The Diagram above demonstrates where a person puts stress the most while lifting heavy objects. Moreover, it also explains some right and wrong postures. As per research, every time, we bend down at the waist to lift or carry an object, we increase our spinal pressure. This increase in pressure actually puts stress on back muscles and ligaments causing injury. Research demonstrates the spinal pressure is the highest when a person tries to lift an object while sitting down and second highest when a person rotates or twists at back with a heavy object in hand. This is what we need to avoid. Below are the tips on how and in what position to actually carry an object.
Correct Ergonomics for Carrying and lifting:
1. Get as close to the object as possible.
2. Use a wide stance with one foot forward and to the side of the object for good balance.
3. Keep your back straight, push your buttocks out, and use your legs and hips to lower yourself down to the object.
4. Slide the object as close to you as possible.
5. Put the hand (same side of your body as the forward foot) on the side of the object furthest from you.
6. Use this basic lifting technique for small objects when you can straddle the load and use a wide stance.
7. Put the other hand on the side of the object closest to you. Your hands should be on opposite corners.
8. Grasp the object firmly with both hands.
9. Prepare for the lift, tighten your core muscles, look forward and upward, keep a straight and strong back.
10. Lift slowly and follow your head and shoulders. Hold the load close to your body. Lift by extending your legs
Do’s & Don’ts while lifting and carrying:
- Know or test the object weight.
- Use ergonomic lift assists when possible.

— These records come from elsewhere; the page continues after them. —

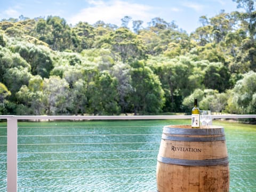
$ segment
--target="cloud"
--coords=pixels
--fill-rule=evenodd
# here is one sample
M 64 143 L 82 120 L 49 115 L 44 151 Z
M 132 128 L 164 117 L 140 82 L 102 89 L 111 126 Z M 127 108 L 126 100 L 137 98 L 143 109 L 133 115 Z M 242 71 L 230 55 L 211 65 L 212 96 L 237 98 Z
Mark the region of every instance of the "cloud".
M 196 12 L 200 12 L 204 10 L 204 6 L 194 2 L 185 2 L 182 4 L 182 6 L 186 7 L 191 8 Z
M 6 18 L 17 18 L 20 15 L 20 13 L 19 13 L 19 12 L 12 8 L 9 8 L 6 10 L 4 11 L 3 12 L 2 14 L 4 15 Z
M 125 16 L 132 17 L 132 20 L 149 21 L 156 17 L 150 11 L 153 7 L 143 4 L 129 3 L 121 0 L 109 2 L 89 0 L 90 6 L 82 9 L 79 13 L 68 19 L 69 23 L 75 25 L 79 21 L 86 21 L 90 24 L 99 20 L 120 26 L 122 18 Z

- Plan the lift and clear your path.
- Get help for heavy or awkward loads.
- Keep the object in the power zone.
- Use a wide stance for balance.
- Use your legs to lift.
- Pivot your feet to avoid twisting.
- Don’t hold your breath.
- No bending or twisting at the waist.
- Don’t use a partial grip (1-2 fingers).

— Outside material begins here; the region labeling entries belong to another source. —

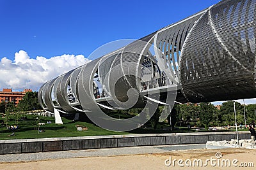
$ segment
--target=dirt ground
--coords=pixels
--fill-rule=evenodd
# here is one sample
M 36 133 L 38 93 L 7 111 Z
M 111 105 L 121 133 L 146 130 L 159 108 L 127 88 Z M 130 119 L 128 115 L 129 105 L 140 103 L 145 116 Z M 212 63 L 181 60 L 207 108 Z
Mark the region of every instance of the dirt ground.
M 255 169 L 255 158 L 256 150 L 200 149 L 163 153 L 1 163 L 0 169 Z M 166 164 L 170 164 L 170 159 L 172 164 L 168 166 Z M 173 166 L 175 159 L 177 160 L 174 162 Z M 180 165 L 179 159 L 180 159 Z M 207 159 L 209 160 L 206 161 Z M 200 160 L 202 160 L 202 166 L 200 166 Z M 228 162 L 230 162 L 230 166 Z

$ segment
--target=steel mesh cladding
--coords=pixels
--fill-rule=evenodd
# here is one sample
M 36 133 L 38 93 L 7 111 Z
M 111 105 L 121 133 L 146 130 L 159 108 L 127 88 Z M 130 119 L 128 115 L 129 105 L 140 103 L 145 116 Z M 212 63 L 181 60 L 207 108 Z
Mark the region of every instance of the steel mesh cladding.
M 184 45 L 180 82 L 189 101 L 255 97 L 255 1 L 209 9 Z
M 200 103 L 256 97 L 255 5 L 256 0 L 224 0 L 98 56 L 44 83 L 39 103 L 50 111 L 80 111 L 104 128 L 127 131 L 134 128 L 131 122 L 147 120 L 140 122 L 138 116 L 129 123 L 102 111 L 147 108 L 153 114 L 151 106 L 159 104 L 170 112 L 175 99 Z M 124 127 L 106 124 L 115 122 Z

- Please don’t obstruct your vision when carrying.
- Don’t jerk or lift quickly.
- Make sure you are not pinching your fingers or toes.

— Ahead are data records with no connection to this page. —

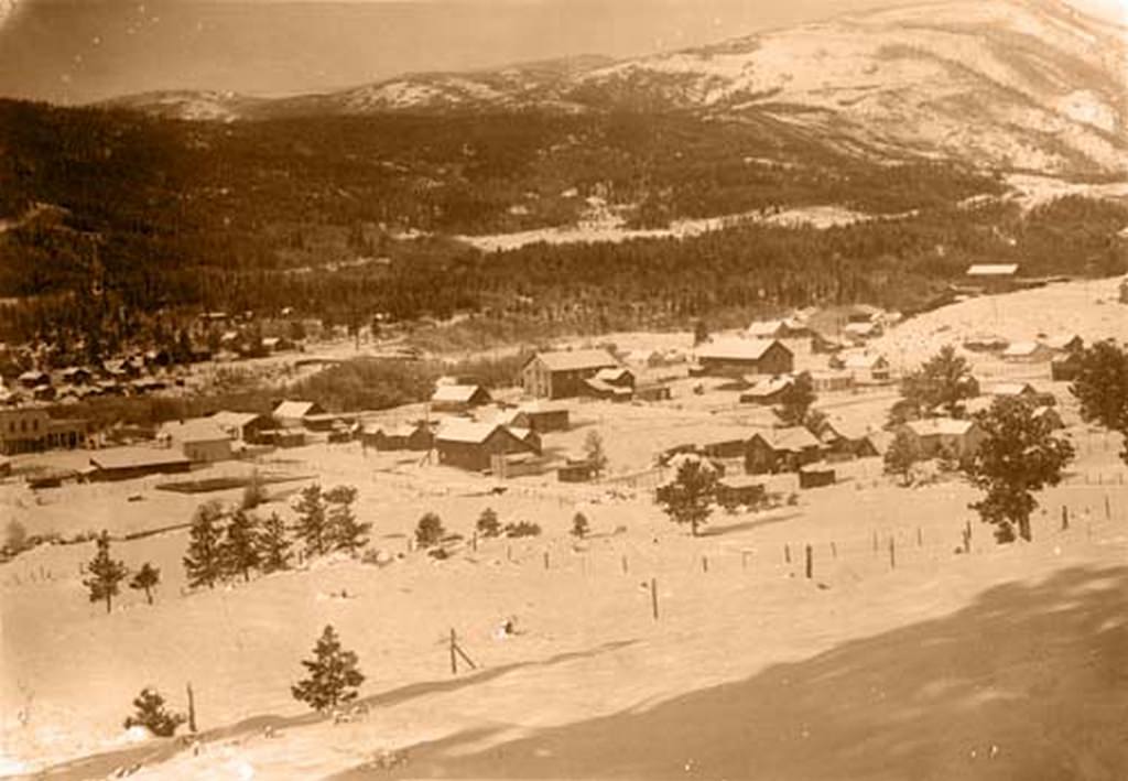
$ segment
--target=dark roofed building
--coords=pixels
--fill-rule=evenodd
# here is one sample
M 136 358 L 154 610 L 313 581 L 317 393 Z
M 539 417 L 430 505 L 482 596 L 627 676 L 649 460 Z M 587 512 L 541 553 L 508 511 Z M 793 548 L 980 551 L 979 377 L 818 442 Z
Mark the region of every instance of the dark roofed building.
M 177 450 L 125 447 L 97 451 L 90 456 L 90 466 L 91 480 L 109 481 L 187 472 L 192 463 Z
M 719 340 L 697 349 L 698 374 L 719 377 L 744 375 L 787 375 L 795 366 L 794 354 L 778 340 Z
M 606 350 L 538 352 L 521 367 L 521 387 L 539 398 L 569 398 L 590 393 L 587 380 L 619 362 Z
M 536 453 L 536 447 L 501 423 L 450 420 L 434 437 L 439 463 L 473 472 L 485 472 L 493 456 Z
M 796 472 L 822 458 L 822 442 L 801 425 L 758 431 L 748 440 L 744 471 L 749 474 Z
M 431 396 L 437 412 L 466 412 L 490 403 L 490 392 L 481 385 L 440 385 Z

- Don’t pull a load if you can push it.
- Please don’t forget to wear proper PPE.
Therapeutic Exercises for Lifting Heavy Objects:
Below are few exercises that can be helpful prior to weightlifting. Detailed instructions on how to do the exercises are provided in links.
- Calf and Hamstring Stretch:
2. Chest Stretch:
I discussed chest stretches in detail here.
3. Side to Side Stretch:
You can find more stretches to correct posture here.
It is crucial to take care of posture and thereby our body while carrying or lifting an object. It is also useful in the long run to maintain good health and avoid any chronic pain issues. Asking for help when needed and knowing what you are getting into is the best options to start with.